昔のイライラが蘇った話

嫌なことを思い出して嫌な気持ちになる経験は、誰もがしていると思います。
では、その当時と同じくらい嫌な気持ちかといえば、嫌だという感情のレベルは当時より下がっています。
ASDの子は、嫌なことがあった時の感情をずっと同じレベルで持ち続けるそうです。
嫌なことを思い出して嫌な気持ちになることは、共感できますが、
同じレベルで持ち続けるのは、特性だと理解していました。

先日、Aさんとお話をしていた時のこと。
一緒に仕事をしていた方で、当時、とある機関とやり合っていた話になりました。
あんなことやこんなことがありましたねー。

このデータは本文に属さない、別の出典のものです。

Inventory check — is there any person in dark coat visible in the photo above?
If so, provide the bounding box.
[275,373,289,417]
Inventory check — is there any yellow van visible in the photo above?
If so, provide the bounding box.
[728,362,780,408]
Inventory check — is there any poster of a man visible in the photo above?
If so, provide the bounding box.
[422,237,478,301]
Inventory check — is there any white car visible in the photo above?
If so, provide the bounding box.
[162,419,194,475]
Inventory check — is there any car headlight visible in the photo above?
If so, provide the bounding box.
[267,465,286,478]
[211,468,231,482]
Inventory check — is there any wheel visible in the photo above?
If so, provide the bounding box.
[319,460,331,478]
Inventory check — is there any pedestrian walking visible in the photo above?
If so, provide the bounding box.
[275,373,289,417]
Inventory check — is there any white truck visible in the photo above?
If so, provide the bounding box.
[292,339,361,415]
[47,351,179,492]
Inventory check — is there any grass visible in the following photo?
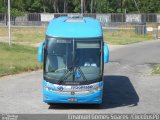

なんて話をしているうちに、
当時のことが思い出され、段々イライラしてきました。
そのことを伝えると、Aさんもイライラしていたようで、
あれやこれやとイライラした感情のまま、話が進んでいきました。

Aさんと別れて、話していたことを振り返っているうちに、
当時感じていたイライラと同じくらいイライラしていることに気付きました。
ASDの子たちが感じているものと同じとは言いませんが、
初めて、彼らが感じているものを理解できた気がしました。

私は、ASDと定型発達の差は、「程度の差」だと思っています。
例えば、パニック。
パニックそのものは、定型発達の人も起こします。
施設で働いていた時に、転んで骨折した職員は「折れたー。痛いー。」と、朝4時に叫び続けていました。
夜勤で仮眠していた職員全員が、びっくりして飛び出してきたほどです。
予想外の出来事が起きた時に、ASDの子は叫んだり自傷したりと見て分かる表現をしやすいだけで、
冷静な判断や行動が出来ないのは、定型発達もASDも同じなんだと思うのです。

そう考えると、ASDは定型発達の世界からかけ離れたものではなく、
実は紙一重なものだったりすると思うのです。